Bug #14762
openfio and FDINFO need to understand each other
0%
Description
While stress-testing #14685 I discovered another race, thanks to a DEBUG kernel:
> $C fffffe0021566e10 vpanic() fffffe0021566e60 0xfffffffffbdd0fc5() fffffe0021566ed0 closeandsetf+0x5d0(3, 0) fffffe0021566ef0 close+0x13(3) fffffe0021566f00 sys_syscall+0x2ae() > ::status debugging crash dump vmcore.5 (64-bit) from bloody operating system: 5.11 omnios-master-79595cfc28 (i86pc) build version: gfx-drm - heads/master-0-g77f745e heads/master-0-g79595cfc28 image uuid: b3dea7af-9f85-ce80-f254-c883abe25613 panic message: assertion failed: ufp->uf_refcnt == 0 || p->p_lwpcnt > 1, file: ../../common/os/fio.c, line: 710 dump content: kernel pages and pages from PID -1 >
The assertion failed because the process only had one thread, BUT its refcount was beyond 0 thanks to FDINFO inspecting the process. FDINFO invalidates the assertion on line 710.
IF this was a non-DEBUG kernel, however, the close would likely loop waiting for the refcount to drop to 0. Because it uses cv_wait_stop(), however, it's likely the right thing would happen, even without the cv_signal being sent from FDINFO processing.
I propose the following two parts to fix this:
1.) Remove the ASSERT from closeandsetf(), with appropriate comment updates to explain things.
2.) Have FDINFO's decrement of uf_refcnt cv_broadcast() uf_closing_cv like the fio decrements do.

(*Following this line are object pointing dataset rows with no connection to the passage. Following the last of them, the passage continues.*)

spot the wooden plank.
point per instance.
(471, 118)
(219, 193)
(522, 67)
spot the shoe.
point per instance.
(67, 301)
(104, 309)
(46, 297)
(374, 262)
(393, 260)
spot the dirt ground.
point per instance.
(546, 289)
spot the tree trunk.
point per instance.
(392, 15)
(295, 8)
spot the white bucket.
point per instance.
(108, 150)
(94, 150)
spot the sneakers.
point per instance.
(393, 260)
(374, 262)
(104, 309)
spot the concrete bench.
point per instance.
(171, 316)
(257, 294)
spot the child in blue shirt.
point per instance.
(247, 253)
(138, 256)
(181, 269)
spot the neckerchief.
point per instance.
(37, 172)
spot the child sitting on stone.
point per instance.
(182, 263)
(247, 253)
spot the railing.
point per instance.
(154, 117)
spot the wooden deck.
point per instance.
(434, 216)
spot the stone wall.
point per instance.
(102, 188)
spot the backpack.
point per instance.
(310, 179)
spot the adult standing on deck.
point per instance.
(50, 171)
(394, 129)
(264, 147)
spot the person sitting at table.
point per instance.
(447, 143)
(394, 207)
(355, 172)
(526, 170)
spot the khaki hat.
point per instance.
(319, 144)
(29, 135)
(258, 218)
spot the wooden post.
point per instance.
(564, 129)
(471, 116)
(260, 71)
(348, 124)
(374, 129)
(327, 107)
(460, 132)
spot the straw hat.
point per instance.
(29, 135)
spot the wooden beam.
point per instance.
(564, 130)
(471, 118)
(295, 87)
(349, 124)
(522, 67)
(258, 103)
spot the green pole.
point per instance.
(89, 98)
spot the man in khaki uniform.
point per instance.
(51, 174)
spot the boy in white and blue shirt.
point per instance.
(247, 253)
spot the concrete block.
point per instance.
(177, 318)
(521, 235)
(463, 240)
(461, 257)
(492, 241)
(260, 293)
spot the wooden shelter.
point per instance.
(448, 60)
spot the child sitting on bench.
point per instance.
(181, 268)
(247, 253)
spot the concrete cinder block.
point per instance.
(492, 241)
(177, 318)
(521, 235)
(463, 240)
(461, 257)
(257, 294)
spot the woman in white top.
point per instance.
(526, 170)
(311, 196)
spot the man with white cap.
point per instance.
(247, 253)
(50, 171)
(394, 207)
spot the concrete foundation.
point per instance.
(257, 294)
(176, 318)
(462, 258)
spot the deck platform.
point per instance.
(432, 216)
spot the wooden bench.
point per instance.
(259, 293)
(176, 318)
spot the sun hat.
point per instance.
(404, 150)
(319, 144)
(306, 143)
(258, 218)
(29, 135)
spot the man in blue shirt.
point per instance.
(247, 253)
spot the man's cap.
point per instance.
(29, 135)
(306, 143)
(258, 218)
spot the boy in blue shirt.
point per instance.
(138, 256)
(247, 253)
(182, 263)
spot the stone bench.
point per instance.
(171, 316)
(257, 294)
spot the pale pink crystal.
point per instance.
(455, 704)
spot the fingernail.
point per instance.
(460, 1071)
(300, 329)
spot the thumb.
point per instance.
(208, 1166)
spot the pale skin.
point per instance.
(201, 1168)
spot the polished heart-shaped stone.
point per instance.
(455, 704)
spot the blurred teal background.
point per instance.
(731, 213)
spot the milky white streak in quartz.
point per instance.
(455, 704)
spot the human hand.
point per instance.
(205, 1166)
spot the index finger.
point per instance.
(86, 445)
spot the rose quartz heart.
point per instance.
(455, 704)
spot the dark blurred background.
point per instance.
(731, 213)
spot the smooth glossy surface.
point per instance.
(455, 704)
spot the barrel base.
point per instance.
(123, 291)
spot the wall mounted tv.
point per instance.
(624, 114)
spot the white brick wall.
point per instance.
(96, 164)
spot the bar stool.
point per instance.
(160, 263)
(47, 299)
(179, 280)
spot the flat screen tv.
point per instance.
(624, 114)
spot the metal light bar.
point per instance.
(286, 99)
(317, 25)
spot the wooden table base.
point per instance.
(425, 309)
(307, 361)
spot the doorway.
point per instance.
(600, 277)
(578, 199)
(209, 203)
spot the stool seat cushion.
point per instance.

This MIGHT be extraneous, but it should keep things moving a bit smoother.
Related issues
Updated by Dan McDonald about 2 months ago
- Related to Bug #14685: sotpi ops need to be wary of null v_stream added
Updated by Dan McDonald about 2 months ago
- Related to Feature #12046: Provide /proc/<PID>/fdinfo/ added
Updated by Dan McDonald about 1 month ago
This bug may be closed as not-a-bug given #14788 fixes the real problem far more cleanly.